Archive for October, 2011

the idea of transcending “geocentric philosophies”

“Science has widened man’s horizons far beyond his earthly existence, and yet scientists do not notice that they have made possible a new way of thinking about the world, that would take account of the changes of scale that have put geocentric philosophies, once and for all, out of serious consideration.”  J.G. Bennett, p. 187 of his 1973 book “Gurdjieff – Making a New World”

J.G. Bennett – who I met in 1971 and subsequently studied music with, at his International Academy for Continuous Education at Sherborne near Cheltenham, England – was a major influence on the development of my thinking. An interest in not only modern concepts, but also modern feelings – for the Cosmos we are all a part of – has been a major inspiration for my music.

David’s long-term project

The free concert at 3 pm, Saturday, October 29, 2011 – “Into the Dark” – at the Sherman Clay Pianos recital hall in Portland feels quite imminent to me now. After all, it’s been coming together as a musical inspiration for about nine months, initiated really by a perhaps offhand comment from my friend Anthony Blake… but it is part of a much longer arc of creativity:

Beyond what I have written elsewhere, let me try to explain… I am on a long-term journey to create musical occasions in which we can get at something deeper than a “spectacle” or an “experience” – both of which are fine, as far as they go. I hold dear the ancient idea of music in various cultures. For instance, I relish the attitudes of the classical Greek culture, which held that “music is a moral law” (Plato) and the ancient Chinese, who expected the Emperor to “set the tone” – as a musical pitch, literally – for the coming year. I am most inspired, however, by a more modern approach as found for instance in Kepler, who was looking for a “harmony of the spheres” corresponding to the actual observational data that was being collected in his time – for the first time, as far as we know, in human history – about the movement of the planets. For much of my life, I myself have been looking at these things as metaphors for new kinds of self-perception for us as individuals and for even the human race as a whole. Years ago I read in a book by a particular musicologist who I greatly respect, about the usefulness of the Ptolemaic point of view (the earth is the center of all things, with various heavens or layers of reality above it) as an aid to meditation, as compared with the post-Copernican model, which is – according to some – less amenable for most of us as a metaphor or picture of spiritual unfolding. This bothered me; why should contemporary meditation or mysticism be dependent on outmoded models of the universe!  I suppose that I have always been something of a mystic, but I am also the son of a scientist… and somehow, I have always, also by nature I guess, been looking for progress in mysticism that could be parallel to, and not divorced from, the development of the sciences of our time. These days, due to the immense progress being made “as we speak” in astrophysics and cosmology, much of it having to do with researches into the nature of gravity, and the application of what is called “gravitational lensing”  – which has been poetically referred to now as “Einstein’s Telescope” *– there are whole new vistas of understanding  and contemplation opening up that are just waiting for us to enter, to appreciate, and to share.
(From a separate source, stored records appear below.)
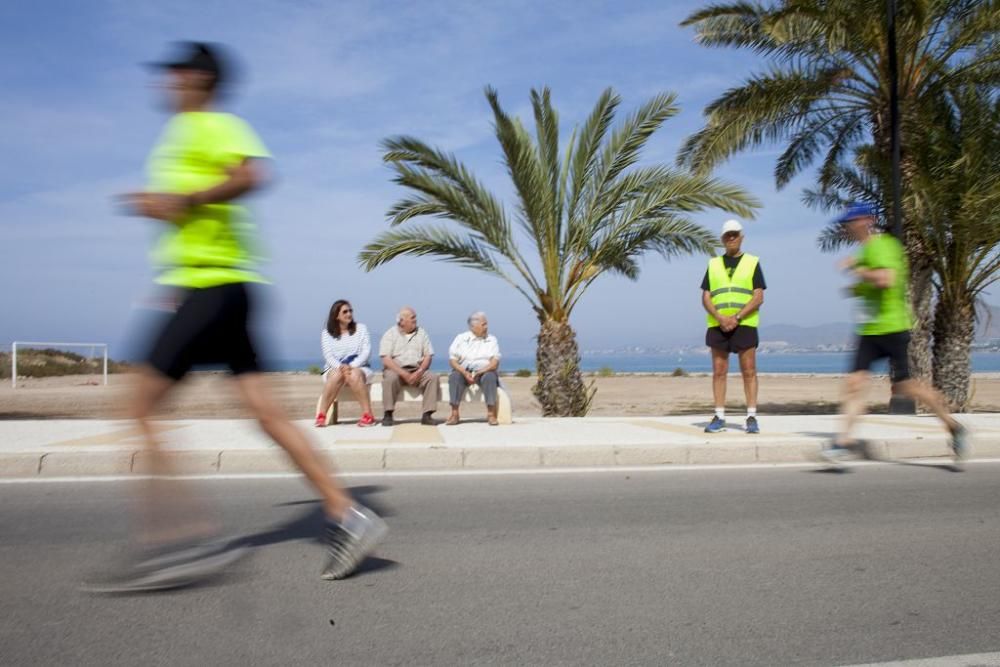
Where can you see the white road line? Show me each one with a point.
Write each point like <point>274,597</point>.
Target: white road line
<point>968,660</point>
<point>497,472</point>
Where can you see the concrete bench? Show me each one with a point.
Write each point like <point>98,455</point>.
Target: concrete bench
<point>505,413</point>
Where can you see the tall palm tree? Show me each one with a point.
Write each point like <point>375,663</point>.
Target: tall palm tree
<point>956,191</point>
<point>828,91</point>
<point>584,210</point>
<point>954,199</point>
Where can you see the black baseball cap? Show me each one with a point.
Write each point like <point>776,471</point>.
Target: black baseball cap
<point>199,56</point>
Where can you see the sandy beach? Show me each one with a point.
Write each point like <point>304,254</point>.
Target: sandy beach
<point>211,396</point>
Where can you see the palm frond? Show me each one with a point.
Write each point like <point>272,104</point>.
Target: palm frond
<point>765,109</point>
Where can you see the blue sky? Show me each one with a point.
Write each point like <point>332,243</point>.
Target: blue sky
<point>324,82</point>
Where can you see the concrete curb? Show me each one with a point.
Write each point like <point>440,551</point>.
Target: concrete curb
<point>374,458</point>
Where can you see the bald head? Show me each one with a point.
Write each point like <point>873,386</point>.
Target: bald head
<point>407,319</point>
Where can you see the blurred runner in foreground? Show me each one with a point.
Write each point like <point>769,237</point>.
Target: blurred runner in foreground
<point>205,161</point>
<point>881,271</point>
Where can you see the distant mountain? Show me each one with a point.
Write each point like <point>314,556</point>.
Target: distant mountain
<point>832,333</point>
<point>838,333</point>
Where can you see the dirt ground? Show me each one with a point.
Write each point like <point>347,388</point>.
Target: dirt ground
<point>212,396</point>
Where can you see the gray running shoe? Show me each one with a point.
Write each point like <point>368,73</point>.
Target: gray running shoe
<point>351,541</point>
<point>169,568</point>
<point>960,443</point>
<point>835,454</point>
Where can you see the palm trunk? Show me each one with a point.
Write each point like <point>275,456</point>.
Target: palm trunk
<point>921,290</point>
<point>560,389</point>
<point>954,328</point>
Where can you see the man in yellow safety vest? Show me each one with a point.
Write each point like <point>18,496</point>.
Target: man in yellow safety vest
<point>732,293</point>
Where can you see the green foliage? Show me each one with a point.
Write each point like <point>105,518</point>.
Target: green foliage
<point>38,363</point>
<point>583,209</point>
<point>826,90</point>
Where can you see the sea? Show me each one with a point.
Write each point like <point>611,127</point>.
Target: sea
<point>785,362</point>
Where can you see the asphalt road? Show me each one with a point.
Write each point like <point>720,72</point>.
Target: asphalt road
<point>699,567</point>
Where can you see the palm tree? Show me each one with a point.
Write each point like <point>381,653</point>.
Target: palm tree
<point>584,210</point>
<point>828,91</point>
<point>955,197</point>
<point>956,192</point>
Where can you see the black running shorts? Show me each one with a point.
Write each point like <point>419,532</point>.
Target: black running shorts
<point>209,327</point>
<point>892,346</point>
<point>738,340</point>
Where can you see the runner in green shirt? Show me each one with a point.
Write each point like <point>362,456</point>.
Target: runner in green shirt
<point>884,322</point>
<point>205,161</point>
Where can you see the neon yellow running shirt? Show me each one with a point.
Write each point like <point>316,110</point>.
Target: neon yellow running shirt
<point>884,311</point>
<point>214,244</point>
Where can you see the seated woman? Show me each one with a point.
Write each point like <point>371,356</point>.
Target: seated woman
<point>346,348</point>
<point>474,356</point>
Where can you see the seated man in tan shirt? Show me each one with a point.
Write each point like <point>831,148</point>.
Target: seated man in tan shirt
<point>406,353</point>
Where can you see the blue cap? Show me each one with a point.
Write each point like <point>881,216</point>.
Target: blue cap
<point>858,210</point>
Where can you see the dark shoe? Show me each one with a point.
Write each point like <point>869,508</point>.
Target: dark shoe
<point>960,443</point>
<point>716,426</point>
<point>349,542</point>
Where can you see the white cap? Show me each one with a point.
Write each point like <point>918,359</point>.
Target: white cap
<point>732,226</point>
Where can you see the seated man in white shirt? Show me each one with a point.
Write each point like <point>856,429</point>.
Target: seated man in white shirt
<point>474,356</point>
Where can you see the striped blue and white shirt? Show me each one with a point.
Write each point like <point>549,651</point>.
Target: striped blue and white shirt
<point>352,350</point>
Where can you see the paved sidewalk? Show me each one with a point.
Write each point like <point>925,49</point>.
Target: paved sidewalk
<point>32,448</point>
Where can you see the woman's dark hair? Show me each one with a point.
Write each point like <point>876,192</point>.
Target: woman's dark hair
<point>333,326</point>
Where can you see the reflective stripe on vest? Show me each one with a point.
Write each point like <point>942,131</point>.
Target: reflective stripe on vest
<point>729,295</point>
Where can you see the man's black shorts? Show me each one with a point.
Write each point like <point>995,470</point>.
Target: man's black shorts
<point>739,339</point>
<point>209,327</point>
<point>892,346</point>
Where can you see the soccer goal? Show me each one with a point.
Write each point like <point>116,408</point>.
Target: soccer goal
<point>94,355</point>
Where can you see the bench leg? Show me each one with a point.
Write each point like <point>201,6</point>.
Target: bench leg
<point>505,414</point>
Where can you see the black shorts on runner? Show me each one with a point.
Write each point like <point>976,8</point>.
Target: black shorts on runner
<point>209,327</point>
<point>738,340</point>
<point>885,346</point>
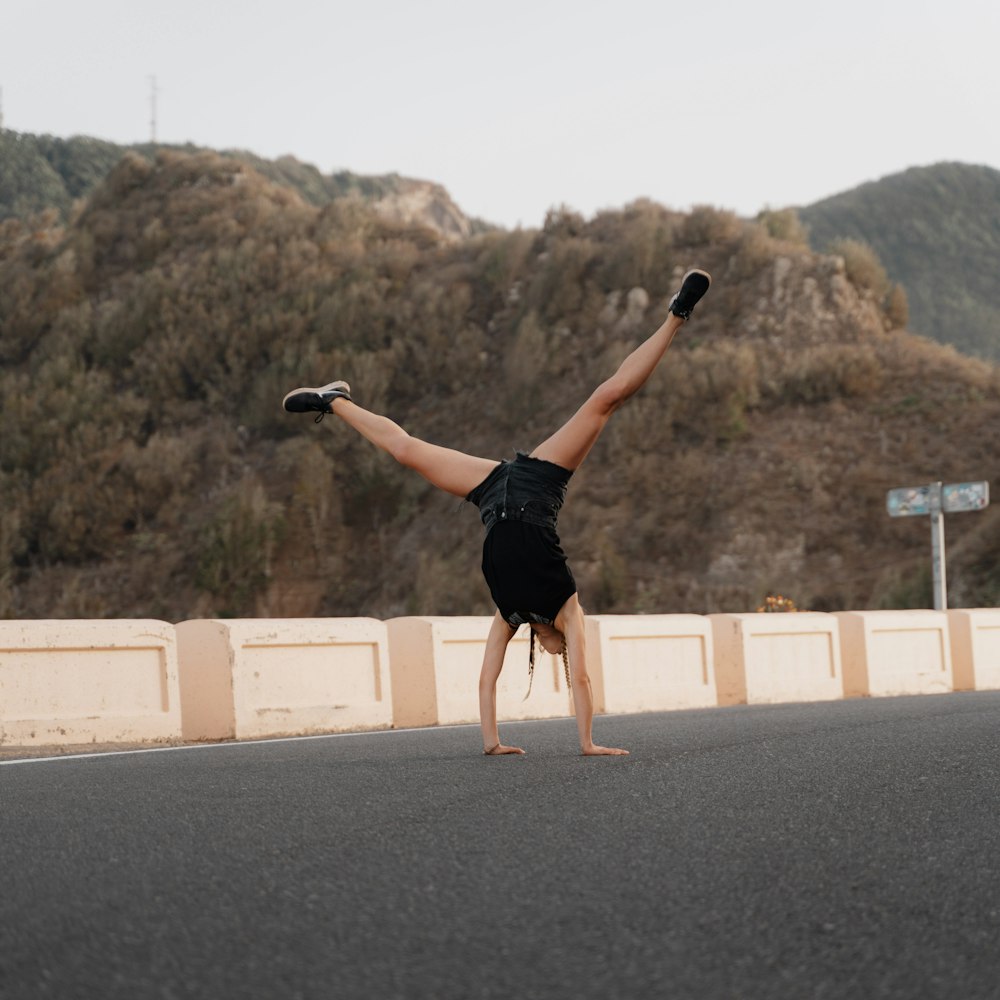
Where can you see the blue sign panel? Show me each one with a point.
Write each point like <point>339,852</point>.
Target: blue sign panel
<point>958,497</point>
<point>909,501</point>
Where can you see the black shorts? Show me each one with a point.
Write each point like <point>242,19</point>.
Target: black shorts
<point>527,572</point>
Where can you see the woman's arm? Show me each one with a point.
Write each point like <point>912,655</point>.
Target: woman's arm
<point>496,647</point>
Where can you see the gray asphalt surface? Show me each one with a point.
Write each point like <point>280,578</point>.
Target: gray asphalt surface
<point>847,849</point>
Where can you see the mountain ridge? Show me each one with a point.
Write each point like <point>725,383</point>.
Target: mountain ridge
<point>936,230</point>
<point>147,470</point>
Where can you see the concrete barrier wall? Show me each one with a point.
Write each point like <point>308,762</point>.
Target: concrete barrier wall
<point>64,682</point>
<point>650,663</point>
<point>435,673</point>
<point>270,677</point>
<point>975,648</point>
<point>67,681</point>
<point>769,658</point>
<point>895,652</point>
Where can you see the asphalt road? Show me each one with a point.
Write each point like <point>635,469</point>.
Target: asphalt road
<point>847,849</point>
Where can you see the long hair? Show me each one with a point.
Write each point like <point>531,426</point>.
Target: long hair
<point>531,663</point>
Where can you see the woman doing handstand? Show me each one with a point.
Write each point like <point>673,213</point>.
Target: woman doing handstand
<point>519,501</point>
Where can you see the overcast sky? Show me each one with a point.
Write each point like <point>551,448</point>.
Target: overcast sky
<point>519,106</point>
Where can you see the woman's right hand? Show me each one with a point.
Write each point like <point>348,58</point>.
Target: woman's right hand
<point>501,749</point>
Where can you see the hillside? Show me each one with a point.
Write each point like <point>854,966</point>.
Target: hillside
<point>40,173</point>
<point>937,232</point>
<point>146,468</point>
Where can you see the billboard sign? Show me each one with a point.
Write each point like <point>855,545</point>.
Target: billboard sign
<point>958,497</point>
<point>909,501</point>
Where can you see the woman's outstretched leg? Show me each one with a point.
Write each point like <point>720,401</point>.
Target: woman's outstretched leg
<point>449,470</point>
<point>571,444</point>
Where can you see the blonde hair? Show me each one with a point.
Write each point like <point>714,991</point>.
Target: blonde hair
<point>531,663</point>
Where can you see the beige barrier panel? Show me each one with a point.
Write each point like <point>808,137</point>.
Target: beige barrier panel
<point>81,681</point>
<point>895,652</point>
<point>257,677</point>
<point>771,658</point>
<point>975,648</point>
<point>435,674</point>
<point>650,663</point>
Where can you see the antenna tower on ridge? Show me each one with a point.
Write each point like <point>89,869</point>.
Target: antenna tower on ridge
<point>152,109</point>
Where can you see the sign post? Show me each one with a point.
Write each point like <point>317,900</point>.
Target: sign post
<point>936,500</point>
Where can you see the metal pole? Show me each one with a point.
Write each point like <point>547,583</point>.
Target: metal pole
<point>937,550</point>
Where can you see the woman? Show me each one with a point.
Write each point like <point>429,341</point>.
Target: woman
<point>519,502</point>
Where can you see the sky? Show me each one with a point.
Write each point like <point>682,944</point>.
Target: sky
<point>518,107</point>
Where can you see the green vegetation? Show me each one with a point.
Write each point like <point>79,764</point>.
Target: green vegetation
<point>146,468</point>
<point>936,230</point>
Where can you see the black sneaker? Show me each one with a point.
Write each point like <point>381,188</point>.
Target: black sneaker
<point>316,400</point>
<point>693,287</point>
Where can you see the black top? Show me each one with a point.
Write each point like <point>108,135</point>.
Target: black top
<point>523,562</point>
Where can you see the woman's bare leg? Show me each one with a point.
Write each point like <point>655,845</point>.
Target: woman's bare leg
<point>570,622</point>
<point>449,470</point>
<point>571,444</point>
<point>496,647</point>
*”Einstein’s Telescope -the hunt for dark matter and dark energy in the universe” is the title of a fine book by Evalyn Gates

Vera Rubin

The October 29, 2011 concert is dedicated to astronomer Vera Rubin – really a legend in our time – who did some of the foundational research in the 1960’s and 1970’s that indicated unexpected galactic behavior and necessitated a complete re-assessment of where the bulk of the mass of the universe is to be located, along the lines of…  maybe there’s ‘dark matter’ out there!  Being a truly independent thinker, Rubin entertains a different explanation of her pioneer data collections than many of her colleagues…  At any rate, her overall attitude is truly inspirational: “The joy and fun of understanding the universe, we bequeath to our grandchildren – and to their grandchildren.”